화학공학소재연구정보센터
Electrophoresis, Vol.28, No.12, 1882-1895, 2007
Scanning copy number and gene expression on the 18q21-qter chromosomal region by the systematic multiplex PCR and reverse transcription-PCR methods
We examined differences in copy number and expression of 127 genes located on the 18q21-qter chromosomal region of the breast and prostate cancer cell lines, using the systematic multiplex PCR and reverse transcription-PCR (SM PCR and SM RT-PCR) methods that we developed. Semi-quantitative data were obtained that were comparable in quality, but not in quantity, to data from DNA microarray hybridization analysis. In the chromosomal region where losses are frequent in breast, prostate, and other cancers, we detected a homozygous deletion of the SMAD4 gene in the MDA-MB-468 breast cancer cell line.
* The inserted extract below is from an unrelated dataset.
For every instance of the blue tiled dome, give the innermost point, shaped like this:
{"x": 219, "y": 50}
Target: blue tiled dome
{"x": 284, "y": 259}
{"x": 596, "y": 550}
We also observed partial or entire loss of expression in genes such as CCBE1, CCDC11, CD226, NP_115536.1, NP_689683.2, RNF152, SERPINB8, and TCF4 in certain breast and/or prostate cancer cell lines. An increase in gene expression was rare, but found with the transcription factor ONECUT2 gene in all of the cancer cell lines examined. Real-time qRT-PCR experiments confirmed these SM RT-PCR results. Further analysis of clinical specimens of breast cancer by real-time qRT-PCR demonstrated that the gene expression of CCBE1, TCF4, NP_115536.1, and NP_689683.2 was downregulated in the majority of clinical cases of breast cancer.